What is the area, in square centimeters, of a rectangle with a length of 36 centimeters and a width of...

1. TRANSLATE the problem information

• Given information:
  • Length of rectangle = 36 centimeters
  • Width of rectangle = 34 centimeters
  • Need to find: Area in square centimeters

2. INFER the correct approach

• Since we need area (not perimeter), we multiply the dimensions
• Area formula for rectangle: \(\mathrm{A = length \times width}\)
• We have both dimensions, so we can calculate directly

3. Apply the formula and calculate

\(\mathrm{A = 36 \times 34}\)

\(\mathrm{A = 1,224}\) square centimeters

Answer: D. 1,224

Why Students Usually Falter on This Problem

Most Common Error Path:

Weak INFER skill: Students confuse area with perimeter and add the dimensions instead of multiplying them.

They might think: "I need to do something with 36 and 34... let me add them: \(\mathrm{36 + 34 = 70}\)." Or they might remember that perimeter involves adding but forget to double it, leading to the same result.

This may lead them to select Choice A (70).

Second Most Common Error:

Conceptual confusion about area vs. perimeter: Students remember that perimeter uses addition but apply the full perimeter formula \(\mathrm{P = 2(length + width)}\).

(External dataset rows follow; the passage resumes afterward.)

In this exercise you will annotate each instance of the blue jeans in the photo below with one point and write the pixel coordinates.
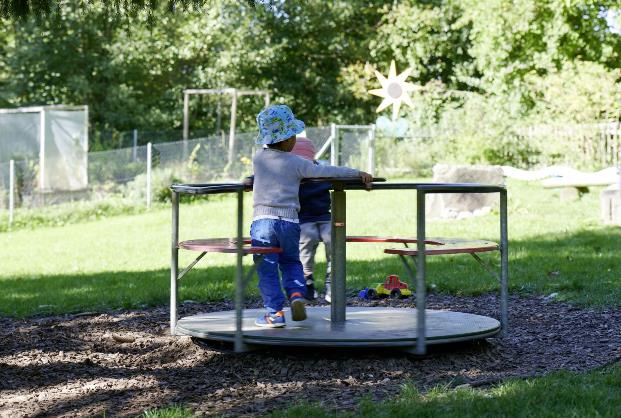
(286, 235)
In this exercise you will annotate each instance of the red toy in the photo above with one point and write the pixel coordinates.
(392, 287)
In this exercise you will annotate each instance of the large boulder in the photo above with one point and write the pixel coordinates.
(463, 205)
(610, 205)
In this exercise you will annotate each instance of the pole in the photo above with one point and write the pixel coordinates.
(239, 277)
(371, 161)
(333, 151)
(42, 150)
(504, 264)
(174, 262)
(232, 128)
(421, 301)
(149, 153)
(135, 147)
(337, 307)
(11, 190)
(186, 123)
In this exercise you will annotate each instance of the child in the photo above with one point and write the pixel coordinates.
(277, 176)
(315, 220)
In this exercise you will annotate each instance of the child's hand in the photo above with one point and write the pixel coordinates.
(366, 178)
(248, 182)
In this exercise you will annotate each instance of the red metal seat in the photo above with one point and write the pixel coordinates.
(398, 240)
(449, 246)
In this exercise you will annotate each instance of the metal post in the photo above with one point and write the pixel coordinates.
(371, 161)
(11, 191)
(232, 127)
(186, 123)
(333, 151)
(42, 150)
(421, 302)
(504, 265)
(239, 277)
(149, 153)
(135, 146)
(338, 255)
(174, 262)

They calculate: \(\mathrm{P = 2(36 + 34) = 2(70) = 140}\), thinking this gives them the area.

This may lead them to select Choice B (140).

The Bottom Line:

This problem tests whether students can distinguish between area (which multiplies dimensions) and perimeter (which adds them). The key insight is recognizing that "area" means we need to multiply length × width, not add the sides together.